Question

A stone is thrown horizontally with velocity $\sqrt {2gh}$ from a top of a tower of height $h$ . Find where it will strike the level ground through the foot of the tower. What will be its striking velocity?

Answer 1

Use the displacement formula in the equation of motion, substitute the vertical travelling condition in it to find the time taken. Substitute the obtained time taken in the formula of the distance to find the distance of the falling body from the tower and to find the velocity striking add both the velocity.

Formula used:
$s = ut + \dfrac{1}{2}a{t^2}$
Where, $s$ is the displacement of the body, $u$ is the initial velocity, $a$ is the acceleration due to gravity and $t$ is the time taken.

Complete step by step answer:
According to the question, the horizontal velocity of the body is $v = \sqrt {2gh}$.
And we know that,
$s = ut + \dfrac{1}{2}a{t^2}$
The vertical velocity of the body is 0 since there is no vertical movement.
$- h = 0 - \dfrac{1}{2}g{t^2} \\\ \Rightarrow h = \dfrac{{g{t^2}}}{2} \\\$
In order to determine the duration of the movement,
$h = \dfrac{{g{t^2}}}{2} \\\ \Rightarrow t = \sqrt {\dfrac{{2h}}{g}} \\\$
Using the formula of distance,
$d = vt$
Now, to find the distance let us substitute the horizontal velocity.
$x = \sqrt {2gh} \times \sqrt {\dfrac{{2h}}{g}} = 2h$
So, the horizontal distance from the tower is obtained as $2h$. Here We see that the modulus of final vertical velocity and horizontal velocity is equal.

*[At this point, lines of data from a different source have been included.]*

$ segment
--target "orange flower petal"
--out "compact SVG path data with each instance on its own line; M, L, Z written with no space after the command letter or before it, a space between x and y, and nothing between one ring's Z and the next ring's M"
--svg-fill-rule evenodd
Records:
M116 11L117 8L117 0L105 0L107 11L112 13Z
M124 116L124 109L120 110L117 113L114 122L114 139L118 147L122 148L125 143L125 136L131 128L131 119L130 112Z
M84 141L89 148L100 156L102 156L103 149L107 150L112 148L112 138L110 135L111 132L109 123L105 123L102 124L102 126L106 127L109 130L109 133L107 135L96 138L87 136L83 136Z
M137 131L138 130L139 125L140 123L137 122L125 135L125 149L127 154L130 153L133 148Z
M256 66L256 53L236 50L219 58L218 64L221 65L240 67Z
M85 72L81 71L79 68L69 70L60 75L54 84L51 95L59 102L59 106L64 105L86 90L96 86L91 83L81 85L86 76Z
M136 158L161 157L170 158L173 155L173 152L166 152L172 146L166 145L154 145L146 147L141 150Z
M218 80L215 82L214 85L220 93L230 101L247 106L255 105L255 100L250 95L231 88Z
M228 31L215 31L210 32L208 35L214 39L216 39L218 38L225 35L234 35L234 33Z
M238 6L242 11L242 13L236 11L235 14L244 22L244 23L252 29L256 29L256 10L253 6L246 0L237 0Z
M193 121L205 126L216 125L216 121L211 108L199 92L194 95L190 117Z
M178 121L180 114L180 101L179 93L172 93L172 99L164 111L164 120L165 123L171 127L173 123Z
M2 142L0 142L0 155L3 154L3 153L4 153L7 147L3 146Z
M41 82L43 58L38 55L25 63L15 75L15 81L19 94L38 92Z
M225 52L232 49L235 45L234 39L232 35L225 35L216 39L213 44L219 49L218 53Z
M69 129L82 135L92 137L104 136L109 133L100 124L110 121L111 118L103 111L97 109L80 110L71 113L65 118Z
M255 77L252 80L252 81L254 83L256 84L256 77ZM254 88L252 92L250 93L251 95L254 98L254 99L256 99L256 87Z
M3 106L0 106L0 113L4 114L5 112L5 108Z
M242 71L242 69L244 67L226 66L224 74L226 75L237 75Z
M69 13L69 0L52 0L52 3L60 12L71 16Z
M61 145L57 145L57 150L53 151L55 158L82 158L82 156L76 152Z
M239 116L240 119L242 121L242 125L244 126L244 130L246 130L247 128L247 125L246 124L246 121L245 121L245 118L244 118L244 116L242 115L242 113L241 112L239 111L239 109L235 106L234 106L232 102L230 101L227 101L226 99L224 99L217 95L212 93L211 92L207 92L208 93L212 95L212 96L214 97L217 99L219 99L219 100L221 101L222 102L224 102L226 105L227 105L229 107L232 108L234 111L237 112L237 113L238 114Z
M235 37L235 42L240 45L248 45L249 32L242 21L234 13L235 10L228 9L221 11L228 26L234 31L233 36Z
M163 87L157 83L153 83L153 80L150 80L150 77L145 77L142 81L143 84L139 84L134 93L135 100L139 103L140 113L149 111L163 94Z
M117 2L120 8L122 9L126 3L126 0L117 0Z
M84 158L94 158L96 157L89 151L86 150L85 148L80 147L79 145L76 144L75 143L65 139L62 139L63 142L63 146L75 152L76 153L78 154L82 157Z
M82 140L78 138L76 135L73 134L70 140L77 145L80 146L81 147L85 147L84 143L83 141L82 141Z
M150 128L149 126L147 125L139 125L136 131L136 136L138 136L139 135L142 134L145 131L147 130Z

As such the resultant velocity as stone hits ground will make an angle of ${45^ \circ }$ with the y-axis so combining both the velocities we get,
$v = \sqrt {{{\left( {\sqrt {2gh} } \right)}^2} + {{\left( {\sqrt {2gh} } \right)}^2}} \\\ \therefore v = 2\sqrt {gh} \\\$
Hence, the striking velocity is $2\sqrt {gh}$.

Note: Keep in mind that in the above solution, the body makes some horizontal movement before falling to the earth by travelling vertically after the exerted force has passed over it. In the equation of motion, the vertical condition is used to calculate the distance, whereas the horizontal condition is used to find the distance.